The two girls, pre-teen Satsuki and the younger Mei, take in their new environment with wide-eyed wonder and simple acceptance. Even in its most mundane moments, this movie never panders to their point of view, and it refuses to over-explain anything. We get to experience new discoveries with Mei as she meanders through the woods around her new home. In this movie, natural spirits live in houses and forests — or we are invited to fantasize along with the girls that they do. One of the beautiful aspects of MY NEIGHBOR TOTORO is that we never know whether some of its characters are real or not.

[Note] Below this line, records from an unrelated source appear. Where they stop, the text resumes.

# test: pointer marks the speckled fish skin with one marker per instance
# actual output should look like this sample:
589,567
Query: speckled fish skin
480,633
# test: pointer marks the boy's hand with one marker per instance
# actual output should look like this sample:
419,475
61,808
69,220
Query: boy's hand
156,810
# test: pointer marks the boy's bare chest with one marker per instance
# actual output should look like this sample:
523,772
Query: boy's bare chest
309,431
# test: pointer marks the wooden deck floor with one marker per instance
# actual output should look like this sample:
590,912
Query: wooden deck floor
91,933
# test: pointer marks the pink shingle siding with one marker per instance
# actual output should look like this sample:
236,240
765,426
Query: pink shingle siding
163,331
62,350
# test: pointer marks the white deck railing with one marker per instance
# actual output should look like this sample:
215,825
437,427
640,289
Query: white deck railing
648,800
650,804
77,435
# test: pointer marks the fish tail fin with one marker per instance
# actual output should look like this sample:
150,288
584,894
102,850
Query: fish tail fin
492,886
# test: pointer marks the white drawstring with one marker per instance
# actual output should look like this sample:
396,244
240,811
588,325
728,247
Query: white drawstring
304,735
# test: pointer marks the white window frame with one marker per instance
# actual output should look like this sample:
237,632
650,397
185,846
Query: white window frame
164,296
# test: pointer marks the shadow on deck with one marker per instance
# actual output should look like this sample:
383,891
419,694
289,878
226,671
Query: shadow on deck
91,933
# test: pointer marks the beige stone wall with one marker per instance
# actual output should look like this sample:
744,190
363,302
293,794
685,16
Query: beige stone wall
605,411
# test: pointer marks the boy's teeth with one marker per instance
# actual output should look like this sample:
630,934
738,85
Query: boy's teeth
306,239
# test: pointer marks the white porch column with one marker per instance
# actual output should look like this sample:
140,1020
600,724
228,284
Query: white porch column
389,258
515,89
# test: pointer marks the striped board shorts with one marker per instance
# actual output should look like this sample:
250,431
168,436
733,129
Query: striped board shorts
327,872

Mei certainly thinks the two small woodland spirits she follows into the hollow of a camphor tree are real. And she believes, utterly, in the giant grey creature she finds within. This large spirit does not really talk, but when it roars, Mei adopts the sound as a name for the creature: Totoro.
What is Totoro, exactly? Does it matter? Being near Totoro is like standing at the feet of a giant gray cat that can use an umbrella… and which can use an actual Catbus to get around. (That is, yes, a bus that is basically a giant cat with space for passengers — it's best not to think too much about it. Just enjoy the delightful sight.)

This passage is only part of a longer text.